New York – An executive order signed by Governor Cuomo that would cut state funding to any entity that discriminates against individuals who practice alternative lifestyles has caused concern in the Jewish community, but according to a source in Albany, those worries are completely unfounded.
Executive Order 177 was signed by Governor Cuomo on February 4th, and was designed to “further protect New Yorkers’ civil rights by banning all state agencies and authorities from doing business with companies that promote or tolerate discrimination.”
But while some have wondered aloud if the order would force yeshivos to choose between accepting much needed state funding or admitting students whose moral values are in conflict with religious law, the source said that those concerns are much ado about nothing because by definition, an executive order cannot supersede the Constitution and its statutes.

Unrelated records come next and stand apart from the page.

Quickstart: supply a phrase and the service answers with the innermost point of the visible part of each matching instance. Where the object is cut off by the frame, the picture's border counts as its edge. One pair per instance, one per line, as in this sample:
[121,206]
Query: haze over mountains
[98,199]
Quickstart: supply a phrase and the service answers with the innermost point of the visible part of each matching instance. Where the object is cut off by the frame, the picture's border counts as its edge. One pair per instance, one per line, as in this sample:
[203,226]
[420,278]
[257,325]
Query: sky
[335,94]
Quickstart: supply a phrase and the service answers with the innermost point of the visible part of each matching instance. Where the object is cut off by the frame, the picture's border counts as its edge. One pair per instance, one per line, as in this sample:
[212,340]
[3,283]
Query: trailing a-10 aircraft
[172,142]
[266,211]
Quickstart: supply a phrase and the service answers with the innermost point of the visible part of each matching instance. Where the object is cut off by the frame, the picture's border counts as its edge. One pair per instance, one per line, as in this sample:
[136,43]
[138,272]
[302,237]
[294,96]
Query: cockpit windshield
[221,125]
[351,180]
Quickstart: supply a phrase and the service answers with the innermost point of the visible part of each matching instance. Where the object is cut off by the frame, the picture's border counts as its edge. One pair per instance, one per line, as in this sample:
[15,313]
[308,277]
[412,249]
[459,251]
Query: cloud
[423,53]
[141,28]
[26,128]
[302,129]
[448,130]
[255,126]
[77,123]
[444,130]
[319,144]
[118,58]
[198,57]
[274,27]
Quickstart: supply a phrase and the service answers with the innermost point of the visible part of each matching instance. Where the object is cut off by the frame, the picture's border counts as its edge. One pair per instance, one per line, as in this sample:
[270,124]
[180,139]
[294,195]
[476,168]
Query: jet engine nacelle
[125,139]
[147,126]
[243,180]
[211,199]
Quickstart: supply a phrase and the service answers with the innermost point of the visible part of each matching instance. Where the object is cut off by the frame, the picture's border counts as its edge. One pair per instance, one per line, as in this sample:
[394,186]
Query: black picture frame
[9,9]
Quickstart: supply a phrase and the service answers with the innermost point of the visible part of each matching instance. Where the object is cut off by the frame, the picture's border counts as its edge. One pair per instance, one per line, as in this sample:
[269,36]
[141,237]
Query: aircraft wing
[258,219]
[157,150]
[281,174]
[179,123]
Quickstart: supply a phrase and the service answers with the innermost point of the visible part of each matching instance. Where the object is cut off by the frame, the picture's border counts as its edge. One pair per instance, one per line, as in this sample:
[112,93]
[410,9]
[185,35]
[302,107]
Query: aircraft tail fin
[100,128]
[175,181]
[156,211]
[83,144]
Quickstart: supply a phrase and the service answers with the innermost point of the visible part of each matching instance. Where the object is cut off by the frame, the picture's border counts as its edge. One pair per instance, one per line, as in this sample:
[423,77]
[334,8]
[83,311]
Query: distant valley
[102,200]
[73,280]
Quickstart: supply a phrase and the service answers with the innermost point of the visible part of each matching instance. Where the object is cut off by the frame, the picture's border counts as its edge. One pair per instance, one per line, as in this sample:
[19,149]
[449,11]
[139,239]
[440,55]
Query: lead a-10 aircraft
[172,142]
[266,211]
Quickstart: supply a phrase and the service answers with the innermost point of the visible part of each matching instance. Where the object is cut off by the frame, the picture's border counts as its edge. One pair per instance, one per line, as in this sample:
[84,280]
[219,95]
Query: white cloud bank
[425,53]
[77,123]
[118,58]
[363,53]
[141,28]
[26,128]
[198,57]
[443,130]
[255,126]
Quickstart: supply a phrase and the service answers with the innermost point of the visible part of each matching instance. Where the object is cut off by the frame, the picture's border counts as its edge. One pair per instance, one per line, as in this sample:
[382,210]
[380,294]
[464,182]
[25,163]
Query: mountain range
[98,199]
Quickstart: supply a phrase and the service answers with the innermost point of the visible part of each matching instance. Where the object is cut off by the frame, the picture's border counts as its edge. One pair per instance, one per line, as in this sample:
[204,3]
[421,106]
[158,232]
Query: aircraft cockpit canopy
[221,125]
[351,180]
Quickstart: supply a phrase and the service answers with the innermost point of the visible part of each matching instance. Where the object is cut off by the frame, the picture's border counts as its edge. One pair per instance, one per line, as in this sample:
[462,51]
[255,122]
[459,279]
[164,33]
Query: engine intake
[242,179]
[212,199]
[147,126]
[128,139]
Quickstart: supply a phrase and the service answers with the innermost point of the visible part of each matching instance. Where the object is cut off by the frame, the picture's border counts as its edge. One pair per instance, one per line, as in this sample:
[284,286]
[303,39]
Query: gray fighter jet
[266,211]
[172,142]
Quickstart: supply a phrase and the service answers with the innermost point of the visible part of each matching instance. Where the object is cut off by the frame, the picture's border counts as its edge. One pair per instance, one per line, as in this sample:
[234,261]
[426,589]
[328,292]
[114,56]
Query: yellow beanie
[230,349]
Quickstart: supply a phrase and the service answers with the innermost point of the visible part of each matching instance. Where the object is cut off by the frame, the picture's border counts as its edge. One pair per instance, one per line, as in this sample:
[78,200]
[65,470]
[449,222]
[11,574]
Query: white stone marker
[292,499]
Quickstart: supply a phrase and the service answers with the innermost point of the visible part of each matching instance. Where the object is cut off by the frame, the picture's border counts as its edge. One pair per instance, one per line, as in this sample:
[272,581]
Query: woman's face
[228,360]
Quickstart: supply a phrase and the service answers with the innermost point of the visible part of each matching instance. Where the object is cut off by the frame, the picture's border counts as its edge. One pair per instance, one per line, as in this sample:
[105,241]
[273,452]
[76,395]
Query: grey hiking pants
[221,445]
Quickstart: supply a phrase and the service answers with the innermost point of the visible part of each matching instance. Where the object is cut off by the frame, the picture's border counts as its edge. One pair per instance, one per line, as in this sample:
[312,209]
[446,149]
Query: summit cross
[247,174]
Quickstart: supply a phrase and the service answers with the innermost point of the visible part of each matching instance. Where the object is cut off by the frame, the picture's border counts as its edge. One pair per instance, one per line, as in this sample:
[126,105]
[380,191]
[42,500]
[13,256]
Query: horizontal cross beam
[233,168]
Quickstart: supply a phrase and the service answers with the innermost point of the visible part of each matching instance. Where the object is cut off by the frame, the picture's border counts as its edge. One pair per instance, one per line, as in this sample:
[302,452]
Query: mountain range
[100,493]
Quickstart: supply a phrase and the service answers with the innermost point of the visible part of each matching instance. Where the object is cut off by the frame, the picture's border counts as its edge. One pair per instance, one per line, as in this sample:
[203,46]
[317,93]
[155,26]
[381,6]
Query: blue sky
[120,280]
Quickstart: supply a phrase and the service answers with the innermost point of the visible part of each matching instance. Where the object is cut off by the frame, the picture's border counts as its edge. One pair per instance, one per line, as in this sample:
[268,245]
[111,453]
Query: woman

The source, who spoke to VIN News on condition of anonymity, said that the governor’s order was subject to all religious protections currently offered by the First Amendment, which would exempt religious schools, synagogues and, possibly, non-profit communal organizations.
Cuomo originally announced the new initiative last Saturday at a Human Rights Campaign event taking place in Manhattan, reported NBC News (http://nbcnews.to/2BLTN64). In his remarks, the governor faulted President Donald Trump for allowing discrimination against those who practice alternative lifestyles by providing religious liberty protections under federal law.
“What that means is a business can refuse to serve LGBTQ individuals because it violates their religious beliefs,” said Cuomo. “They did that. So today I’m signing an executive order prohibiting New York State government from doing business with any entity that discriminates against any New Yorker, period.”
Assemblyman Dov Hikind, who criticized Cuomo on Twitter earlier in the week for refusing to respect cultural sensitivities, said that he was pleased to hear that the finer points of the executive order had been clarified and would be tolerant of religious sensitivities.
“We are living in a period now where practically everyone in the Democratic party is running for president and everyone want to be to the left of the left,” Hikind told VIN News. “We have gotten to the point where people have moved so far to the left that they just fall off the cliff.”